İhaleler zihin bulandırıyor
Okan Müderrisoğlu
Sabah 19.09.2005
17 Aralık
2004 Brüksel Zirvesi'nden dönüşte Başbakan Recep Tayyip Erdoğan'ın
yüzü gülüyordu. Başbakan, ayağının tozuyla Maliye Bakanlığı'nda
düzenlenen "vergi indirimi" toplantısına katılmıştı. AB sürecinin
yaratacağı "sürpriz gelirler"den söz etmiş, örnek olarak o
tarihlerde sonuçlanan araç muayene istasyonları ihalesini
göstermişti. 613.5 milyon dolarlık teklifin hayal bile edilemediğini
söyledi. Bu tür sürpriz kaynakların gelecek yıllarda hem bütçeyi hem
de halkı rahatlatmak için kullanılacağını anlattı.
Erdoğan,
tespitlerinde haklı çıktı. Telekom'un blok satış ihalesi, THY ve
Petkim halka arzları, İstanbul Atatürk Havalimanı işletme hakkı
devri, Mersin Limanı'nın 36 yıllığına kiralanması, Tüpraş'ın yüzde
51 hissesi rekor tekliflere sahne oldu. Özelleştirmenin altın yılı
yaşanırken perde gerisindeki soru işaretleri başarıyı "gölgelemeye"
başladı.
Vekiller asil oldu ama
Özelleştirme
İdaresi'nde bugün rol alan kadro, Başbakan Yardımcısı Abdüllatif
Şener tarafından atandı. Şener daha sonra özelleştirmenin
sorumluluğunu bıraktı. "Vekaleten getirdim. Performanslarına
bakacağım" dediği isimler, sonradan asıl oyuncu oldu. Özelleştirme
kurmayları, son iki yılda öğrenme sürecinden geçti. 2004 yılında
Tüpraş'ın yüzde 65.7 hissesinin blok olarak satılmak istenmesi
yanlıştı. Nitekim ikinci ihale, "yüzde 14.7 borsa satışı+yüzde 51
blok satış" olarak formüle edildi.
Tekel'in sigara bölümünün satış yöntemi de
yanlıştı. Holding kimliğindeki Tekel'de şirket bilançoları
ayrıştırılmadan, müşteriye fabrika ve stoklar bile gösterilemeden
yapılmak istenen satış hayal kırıklığı ile sonuçlandı. Beklentiler
yüksek tutuldu. İstenen fiyat çıkmadı. Daha hazırlıklı çıkılan
ikinci ihalede ise yüksek vergiler ve kaçak sigara pazarı nedeniyle
müşteri bulunamadı.
Gelelim Tüpraş'a... Eğer birinci ihale
doğru ise ikincisi ne? İkincisi doğru ise birincisini savunmanın
anlamı var mı? Bugün özelleştirme yönetimi çıkıp, yüzde 14.76'lık
Tüpraş hissesini blok satıştan önce elden çıkarmakla iyi yaptık.

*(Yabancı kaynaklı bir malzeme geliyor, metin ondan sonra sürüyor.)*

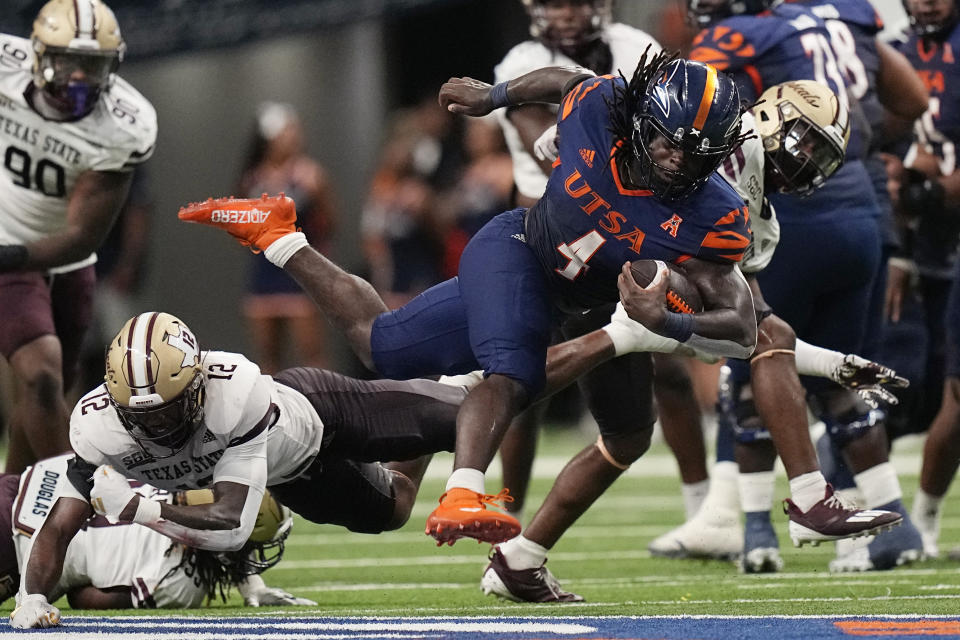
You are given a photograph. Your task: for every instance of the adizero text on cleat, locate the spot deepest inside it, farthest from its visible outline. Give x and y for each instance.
(254, 222)
(463, 513)
(833, 519)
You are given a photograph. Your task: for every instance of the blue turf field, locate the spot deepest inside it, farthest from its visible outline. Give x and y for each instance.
(661, 627)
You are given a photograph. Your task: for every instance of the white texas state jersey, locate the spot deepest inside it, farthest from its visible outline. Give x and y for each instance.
(743, 169)
(627, 44)
(105, 555)
(256, 432)
(42, 158)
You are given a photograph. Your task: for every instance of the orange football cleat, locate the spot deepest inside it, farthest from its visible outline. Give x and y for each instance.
(255, 222)
(464, 514)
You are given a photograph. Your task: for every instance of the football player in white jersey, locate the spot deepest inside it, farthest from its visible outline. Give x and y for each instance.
(71, 131)
(180, 418)
(118, 566)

Yoksa, Tüpraş'ın yönetim hissesine talip olacak gruplar, sonradan
halka arz edilecek azınlık hisselerinin piyasayı düşüreceğini
düşünerek iskontolu teklif verirlerdi diyebiliyor. Sermaye
piyasalarını iyi bilenler ise yüzde 14.7 hisse ile Sami Ofer
Tüpraş'ın ikinci büyük ortağı konumunda. Büyük ölçekli küçük ortak
yaratmak şirketi baskı altında tutabilir görüşünde.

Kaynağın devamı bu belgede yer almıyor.